Thachil wants to build on CASI’s policy-relevant research tradition but grow it into a more multipronged and lab-like setting. One of his goals is to expand the number of active research agendas and the number of disciplines represented, and to increase collaboration, by making a home for innovative young scholars. Next year, for example, CASI will have not one but three postdoctoral fellows: a historian, a political scientist, and an anthropologist. They will collaborate on conferences and workshops, “but they each have distinct research agendas. And so they’ll make those things part of what CASI does,” Thachil says.
To expand CASI’s role as a conversation hub, the center will launch a new global fellows program that, combined with its visiting fellows, will bring both distinguished and new voices to interact with students and faculty.
Thachil also wants to broaden the already robust student engagement with the center. He took over as director in July 2020, during the first months of the pandemic. It forced him to delay some of his plans while heightening his focus on students and young scholars.
“These two years, they’ve been hard on everyone,” he says. “But as a faculty member, I can’t help but think of how hard they’ve been for young scholars. That’s why we’re on a university campus, not a think tank in D.C.” It’s part of the reason he’s expanding the postdoc program, as well as offering visiting fellowships and “the lion’s share” of seminars to untenured faculty, so they have places to present their work.
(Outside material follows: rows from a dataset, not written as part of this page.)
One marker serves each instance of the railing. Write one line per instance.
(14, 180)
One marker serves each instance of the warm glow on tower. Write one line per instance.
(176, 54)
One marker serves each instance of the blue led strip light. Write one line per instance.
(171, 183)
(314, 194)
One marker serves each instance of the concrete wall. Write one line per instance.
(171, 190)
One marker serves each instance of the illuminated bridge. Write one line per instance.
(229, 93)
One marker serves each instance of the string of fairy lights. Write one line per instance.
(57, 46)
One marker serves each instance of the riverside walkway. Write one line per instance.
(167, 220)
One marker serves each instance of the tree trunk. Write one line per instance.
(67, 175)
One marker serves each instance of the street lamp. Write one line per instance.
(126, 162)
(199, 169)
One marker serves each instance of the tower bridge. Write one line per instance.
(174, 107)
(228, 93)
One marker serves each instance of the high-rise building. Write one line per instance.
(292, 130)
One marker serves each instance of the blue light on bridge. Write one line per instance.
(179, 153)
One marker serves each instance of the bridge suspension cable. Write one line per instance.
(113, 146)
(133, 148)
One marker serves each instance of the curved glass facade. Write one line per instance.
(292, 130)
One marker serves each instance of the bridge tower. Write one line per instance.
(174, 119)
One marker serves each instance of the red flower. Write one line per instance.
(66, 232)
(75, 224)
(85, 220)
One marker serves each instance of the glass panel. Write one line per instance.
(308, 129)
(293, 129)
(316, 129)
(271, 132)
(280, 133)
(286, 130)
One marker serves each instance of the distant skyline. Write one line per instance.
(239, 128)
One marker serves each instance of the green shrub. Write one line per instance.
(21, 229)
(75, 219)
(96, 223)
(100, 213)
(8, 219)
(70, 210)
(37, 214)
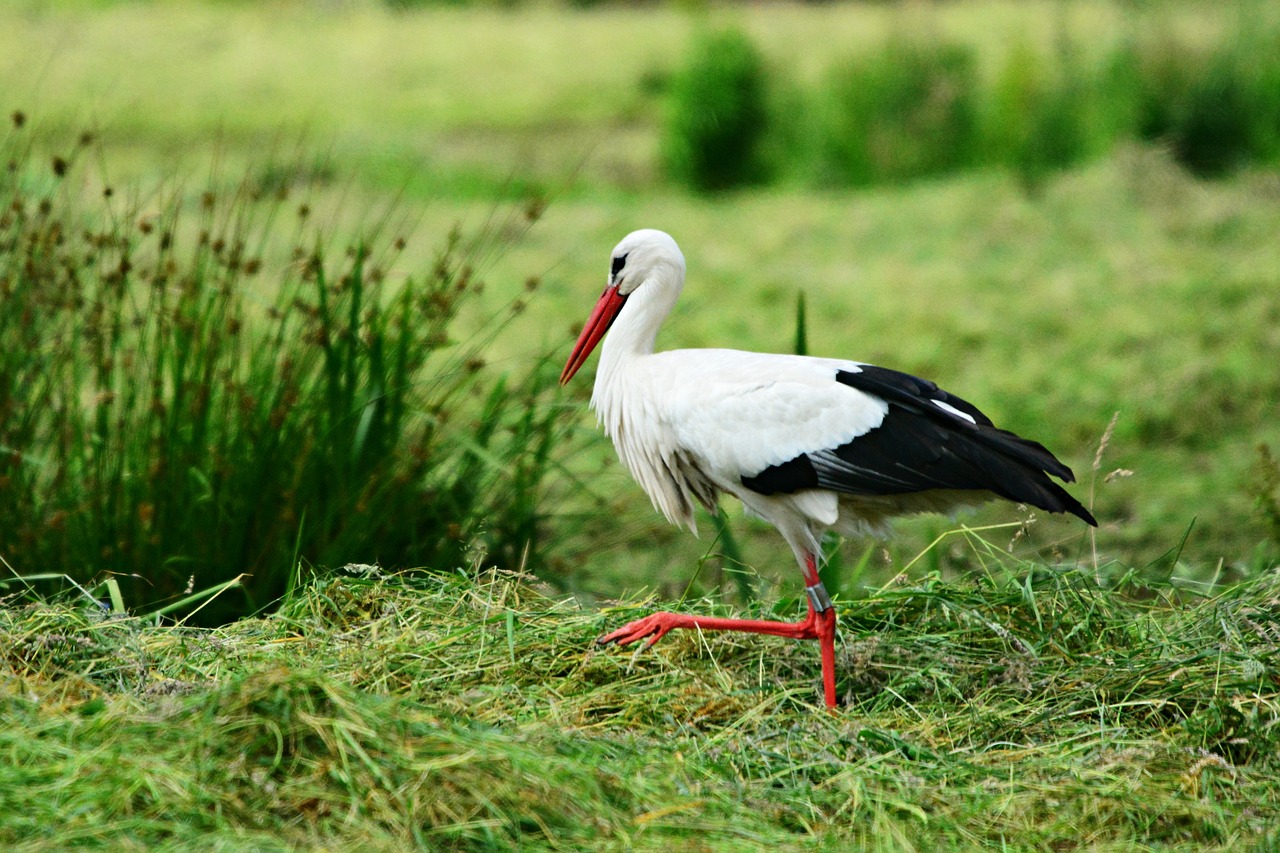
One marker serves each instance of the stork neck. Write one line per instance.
(635, 332)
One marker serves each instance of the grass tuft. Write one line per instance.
(200, 386)
(1025, 706)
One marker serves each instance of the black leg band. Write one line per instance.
(818, 597)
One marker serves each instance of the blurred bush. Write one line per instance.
(906, 110)
(717, 118)
(181, 402)
(915, 106)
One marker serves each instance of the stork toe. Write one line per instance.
(656, 624)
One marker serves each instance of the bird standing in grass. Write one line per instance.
(808, 445)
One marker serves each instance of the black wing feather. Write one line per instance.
(922, 445)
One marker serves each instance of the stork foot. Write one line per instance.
(654, 626)
(817, 625)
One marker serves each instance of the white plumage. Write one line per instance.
(804, 443)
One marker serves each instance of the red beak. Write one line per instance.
(602, 318)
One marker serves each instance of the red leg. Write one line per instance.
(819, 625)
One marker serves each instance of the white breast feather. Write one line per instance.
(731, 414)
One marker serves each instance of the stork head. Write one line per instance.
(647, 264)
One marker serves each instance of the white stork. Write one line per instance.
(805, 443)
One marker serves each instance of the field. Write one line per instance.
(1032, 685)
(1019, 712)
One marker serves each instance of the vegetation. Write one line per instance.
(229, 374)
(183, 402)
(717, 115)
(1025, 708)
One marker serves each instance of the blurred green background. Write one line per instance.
(288, 283)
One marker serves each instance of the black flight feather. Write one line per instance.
(922, 445)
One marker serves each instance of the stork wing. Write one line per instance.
(924, 439)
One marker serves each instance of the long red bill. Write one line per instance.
(602, 318)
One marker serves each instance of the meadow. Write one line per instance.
(389, 223)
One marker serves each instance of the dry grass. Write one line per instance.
(1028, 707)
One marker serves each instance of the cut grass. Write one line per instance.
(1025, 707)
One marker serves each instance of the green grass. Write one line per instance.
(1024, 707)
(1120, 286)
(187, 397)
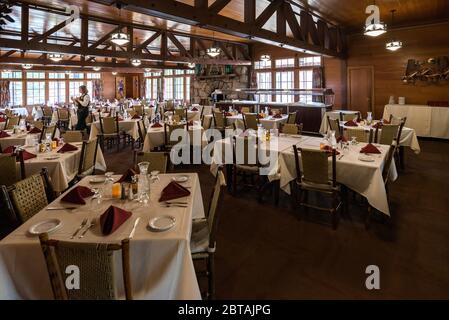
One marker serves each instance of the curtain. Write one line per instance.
(97, 88)
(317, 83)
(4, 93)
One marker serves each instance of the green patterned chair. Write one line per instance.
(96, 264)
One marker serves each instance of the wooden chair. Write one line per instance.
(203, 239)
(96, 264)
(88, 158)
(288, 128)
(51, 129)
(73, 136)
(292, 118)
(158, 160)
(312, 175)
(250, 121)
(29, 196)
(11, 122)
(63, 118)
(109, 132)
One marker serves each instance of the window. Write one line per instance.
(35, 92)
(74, 87)
(285, 63)
(94, 76)
(168, 88)
(262, 65)
(16, 90)
(35, 75)
(284, 80)
(56, 92)
(78, 75)
(310, 61)
(11, 74)
(56, 75)
(305, 82)
(264, 82)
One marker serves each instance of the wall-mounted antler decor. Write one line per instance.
(434, 70)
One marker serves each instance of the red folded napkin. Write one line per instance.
(77, 195)
(173, 191)
(28, 155)
(67, 148)
(112, 219)
(127, 176)
(10, 149)
(351, 123)
(35, 130)
(370, 148)
(4, 134)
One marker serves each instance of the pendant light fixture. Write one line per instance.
(56, 57)
(213, 51)
(394, 44)
(373, 26)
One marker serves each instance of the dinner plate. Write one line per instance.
(45, 226)
(180, 178)
(366, 158)
(162, 223)
(97, 180)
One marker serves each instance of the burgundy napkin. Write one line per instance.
(67, 148)
(173, 191)
(77, 195)
(370, 148)
(4, 134)
(10, 149)
(351, 123)
(112, 219)
(28, 155)
(34, 130)
(127, 176)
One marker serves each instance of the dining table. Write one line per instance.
(161, 265)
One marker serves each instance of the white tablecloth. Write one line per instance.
(364, 178)
(427, 121)
(129, 126)
(161, 263)
(63, 169)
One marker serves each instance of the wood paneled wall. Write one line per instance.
(419, 43)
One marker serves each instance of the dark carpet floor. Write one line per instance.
(269, 252)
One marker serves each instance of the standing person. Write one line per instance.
(82, 103)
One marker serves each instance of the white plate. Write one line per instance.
(162, 223)
(180, 178)
(45, 226)
(97, 180)
(366, 158)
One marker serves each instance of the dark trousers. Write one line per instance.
(82, 114)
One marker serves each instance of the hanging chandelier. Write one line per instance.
(394, 44)
(373, 26)
(56, 57)
(136, 62)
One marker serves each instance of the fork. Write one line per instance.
(82, 225)
(90, 226)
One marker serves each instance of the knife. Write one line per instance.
(136, 222)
The virtual programming CASI offered during the pandemic brought in a global audience that hasn’t dropped off. “I think that’s here to stay,” Thachil says. “It’s allowed us to have a lot of scholars from India and audience members from across the world.” But he’s looking forward to gatherings back in the center, both informal and higher-level academic debates.
India in Transition covered the pandemic in India with a special COVID-19 series. The CASI visiting fellow coming in the fall of 2022 is a young data journalist whom Thachil says has been doing pioneering work tracking how many Indians are losing their lives to COVID, and to what degree official statistics can be trusted. “It will take some time to even understand the scale of what happened to India,” says Thachil. “So someone doing critical work like that, we want to give her support, and a platform.”
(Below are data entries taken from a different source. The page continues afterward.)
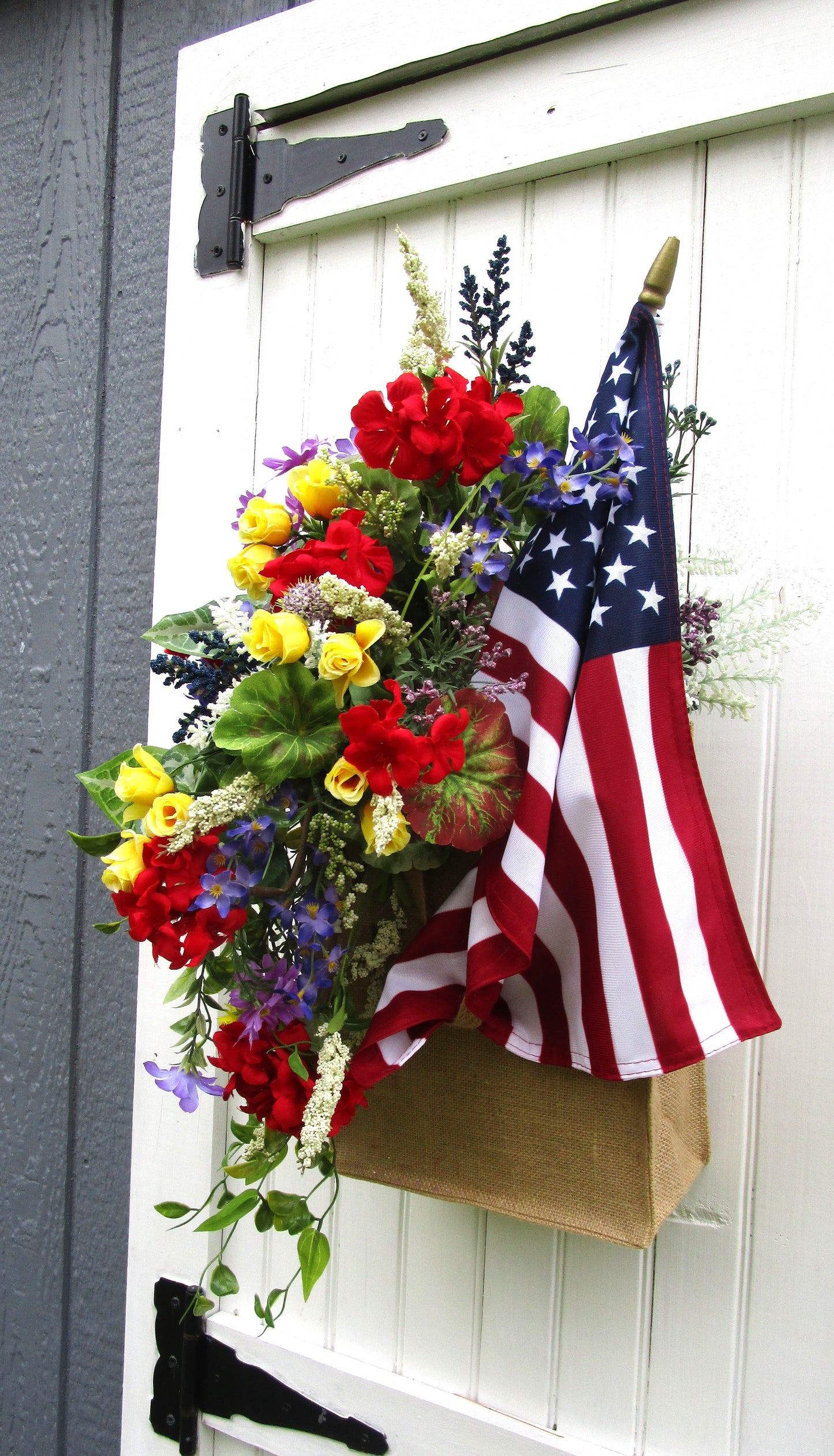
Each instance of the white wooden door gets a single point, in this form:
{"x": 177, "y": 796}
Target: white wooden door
{"x": 450, "y": 1330}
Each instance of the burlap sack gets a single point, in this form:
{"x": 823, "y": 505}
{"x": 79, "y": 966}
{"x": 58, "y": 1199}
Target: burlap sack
{"x": 470, "y": 1123}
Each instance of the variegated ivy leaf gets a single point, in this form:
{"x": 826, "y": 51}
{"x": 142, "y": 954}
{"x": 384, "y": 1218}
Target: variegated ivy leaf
{"x": 172, "y": 632}
{"x": 285, "y": 724}
{"x": 545, "y": 420}
{"x": 470, "y": 808}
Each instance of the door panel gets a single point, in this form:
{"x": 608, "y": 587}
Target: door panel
{"x": 453, "y": 1330}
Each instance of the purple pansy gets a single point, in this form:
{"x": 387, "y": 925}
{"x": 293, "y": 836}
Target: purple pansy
{"x": 296, "y": 510}
{"x": 491, "y": 501}
{"x": 485, "y": 532}
{"x": 245, "y": 498}
{"x": 220, "y": 891}
{"x": 532, "y": 459}
{"x": 286, "y": 798}
{"x": 254, "y": 836}
{"x": 592, "y": 453}
{"x": 185, "y": 1085}
{"x": 484, "y": 564}
{"x": 309, "y": 450}
{"x": 318, "y": 916}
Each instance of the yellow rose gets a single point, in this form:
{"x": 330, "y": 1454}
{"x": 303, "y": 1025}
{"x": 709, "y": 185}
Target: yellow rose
{"x": 401, "y": 836}
{"x": 345, "y": 657}
{"x": 345, "y": 782}
{"x": 140, "y": 787}
{"x": 166, "y": 813}
{"x": 315, "y": 487}
{"x": 277, "y": 637}
{"x": 265, "y": 522}
{"x": 246, "y": 570}
{"x": 126, "y": 863}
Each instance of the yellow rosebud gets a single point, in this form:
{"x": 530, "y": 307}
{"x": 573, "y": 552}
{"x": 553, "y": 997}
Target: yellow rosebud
{"x": 126, "y": 863}
{"x": 139, "y": 787}
{"x": 265, "y": 522}
{"x": 246, "y": 570}
{"x": 401, "y": 836}
{"x": 345, "y": 782}
{"x": 277, "y": 637}
{"x": 345, "y": 657}
{"x": 166, "y": 813}
{"x": 315, "y": 487}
CASI can do all this because it’s an academic center, says Thachil. “Centers like CASI are often the homes of interdisciplinary spaces. They bring people to the university community that a regular departmental route might not be appropriate for: journalists, policy makers, bureaucrats, civil society actors. I think that’s critical,” he says.
“And we are often the connective tissue through which communities actually meet each other,” he continues. “I have connected graduate students to faculty, where they’re all on Penn campus, but they didn’t know each other existed, and yet they had interests in common.”
He finishes, “Thirty years of CASI have really been an exercise in energy and entrepreneurialism.”